Where to get prebiotics
Dietary fiber and resistant starch are the main sources of prebiotics.
Prebiotic fiber is found mostly in plants; both fruits and vegetables.
Resistant starch is any starch (a type of carbohydrate) that goes through most of our digestive tract without being digested. It’s not broken down by our digestive enzymes because it’s “resistant”... until it gets to our gut microbes in the colon. Resistant starch is found in starchy foods like whole grains and potatoes.
One of the big differences between fiber and resistant starch is that all of the fiber we eat is undigestible. All of it reaches our colons. Resistant starch, on the other hand, is just a small percent of the starch we eat. Most starch is digested and absorbed along our digestive tract, and that part is not considered to be prebiotic. Only the small amount of starch that is resistant to digestion and makes it down to the colon to feed our probiotics is prebiotic.
Prebiotic fiber is found in fibrous fruits and vegetables. It’s essentially what’s removed when we make juice - the pulp. It’s one of the reasons why eating whole fruits and vegetables is more healthful than replacing them with juice.
Here are some great sources of dietary fiber:
Resistant starch is found in:
Whole grains (e.g. oats)
Starches can be made resistant by cooking and cooling these foods before eating them. The cooling process allows the starches to re-shape themselves into a structure that is harder to digest (i.e., more resistant).
Prebiotics are fiber and resistant starches that feed our gut microbes. And when we feed our gut microbes, they help keep our gut healthy and have other health benefits too.

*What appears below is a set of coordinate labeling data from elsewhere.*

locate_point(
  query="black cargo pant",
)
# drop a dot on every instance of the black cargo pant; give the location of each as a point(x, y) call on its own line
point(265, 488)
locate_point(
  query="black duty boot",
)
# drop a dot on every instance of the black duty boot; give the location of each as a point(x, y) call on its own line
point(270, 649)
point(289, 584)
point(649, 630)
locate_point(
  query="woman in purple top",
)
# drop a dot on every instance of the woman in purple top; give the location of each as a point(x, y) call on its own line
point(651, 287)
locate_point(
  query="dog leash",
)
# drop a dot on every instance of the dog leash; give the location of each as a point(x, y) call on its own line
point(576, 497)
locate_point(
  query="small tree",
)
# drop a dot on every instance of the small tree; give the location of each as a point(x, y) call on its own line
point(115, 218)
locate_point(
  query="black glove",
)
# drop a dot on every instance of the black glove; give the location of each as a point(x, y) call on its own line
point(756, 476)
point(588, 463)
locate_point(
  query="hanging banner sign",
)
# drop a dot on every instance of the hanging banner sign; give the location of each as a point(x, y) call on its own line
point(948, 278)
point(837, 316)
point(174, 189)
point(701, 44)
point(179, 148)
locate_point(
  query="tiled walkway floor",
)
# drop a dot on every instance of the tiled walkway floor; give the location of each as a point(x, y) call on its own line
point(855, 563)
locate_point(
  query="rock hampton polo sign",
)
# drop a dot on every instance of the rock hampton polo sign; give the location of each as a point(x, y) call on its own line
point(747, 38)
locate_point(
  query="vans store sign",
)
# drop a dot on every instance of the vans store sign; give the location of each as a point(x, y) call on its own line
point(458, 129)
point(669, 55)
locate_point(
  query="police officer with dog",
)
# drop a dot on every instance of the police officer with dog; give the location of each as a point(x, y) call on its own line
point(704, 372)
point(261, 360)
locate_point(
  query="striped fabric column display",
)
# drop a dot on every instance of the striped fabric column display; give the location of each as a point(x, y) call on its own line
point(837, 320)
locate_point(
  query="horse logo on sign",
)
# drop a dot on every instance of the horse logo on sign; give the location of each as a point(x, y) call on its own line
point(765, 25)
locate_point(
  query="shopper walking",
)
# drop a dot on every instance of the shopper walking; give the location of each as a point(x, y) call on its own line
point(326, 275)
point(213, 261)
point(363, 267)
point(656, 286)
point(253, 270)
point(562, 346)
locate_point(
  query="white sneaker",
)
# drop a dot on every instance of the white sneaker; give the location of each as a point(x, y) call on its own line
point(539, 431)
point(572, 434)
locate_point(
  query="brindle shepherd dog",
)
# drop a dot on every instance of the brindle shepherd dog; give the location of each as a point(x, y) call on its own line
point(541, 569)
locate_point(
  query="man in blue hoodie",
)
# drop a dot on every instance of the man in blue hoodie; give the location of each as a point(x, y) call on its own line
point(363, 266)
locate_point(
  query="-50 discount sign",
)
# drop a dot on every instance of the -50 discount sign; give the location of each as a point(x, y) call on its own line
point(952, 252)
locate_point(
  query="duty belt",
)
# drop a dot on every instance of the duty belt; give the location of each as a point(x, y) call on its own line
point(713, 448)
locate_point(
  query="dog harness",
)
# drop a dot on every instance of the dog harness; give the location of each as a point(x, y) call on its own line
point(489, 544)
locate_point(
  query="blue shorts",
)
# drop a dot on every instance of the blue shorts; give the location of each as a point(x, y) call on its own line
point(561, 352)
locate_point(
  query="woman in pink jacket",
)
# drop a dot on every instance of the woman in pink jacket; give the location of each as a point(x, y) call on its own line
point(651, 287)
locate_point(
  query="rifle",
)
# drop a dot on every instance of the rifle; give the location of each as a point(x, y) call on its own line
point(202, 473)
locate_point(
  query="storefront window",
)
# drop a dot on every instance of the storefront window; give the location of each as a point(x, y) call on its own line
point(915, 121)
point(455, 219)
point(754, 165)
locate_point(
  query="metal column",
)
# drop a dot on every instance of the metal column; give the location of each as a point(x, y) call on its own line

Do you ever juice your amazingly healthy fruits and vegetables and have a ton of leftover pulp? What do you do with it? I have a great recipe for using that oh so healthy prebiotic fiber in a delicious way.
Recipe (Juice pulp): Brownies
¾ cup cocoa powder, unsweetened (prebiotic)
3 tbsp coconut flour (prebiotic)
1 tbsp baking powder
1 tsp baking soda
½ tsp salt
2 cups juice pulp, firmly packed (prebiotic)
½ cup coconut oil, melted
½ cup maple syrup
Preheat oven to 350F. Line an 8”x8” baking tray with parchment paper.
Add cocoa powder, coconut flour, baking powder, baking soda and salt to a large bowl. Stir to combine.
Whisk eggs, pulp, oil and maple syrup.
Add wet ingredients to the dry ingredients and stir to combine well. Use a spatula to scrape the batter into the baking dish.
Bake for 30 mins until the top is firm and edges just start to pull away from the dish.
Allow the brownies to cool.
Serve & enjoy!
Tip: I like to blend the wet ingredients in my blender to make cleanup easier.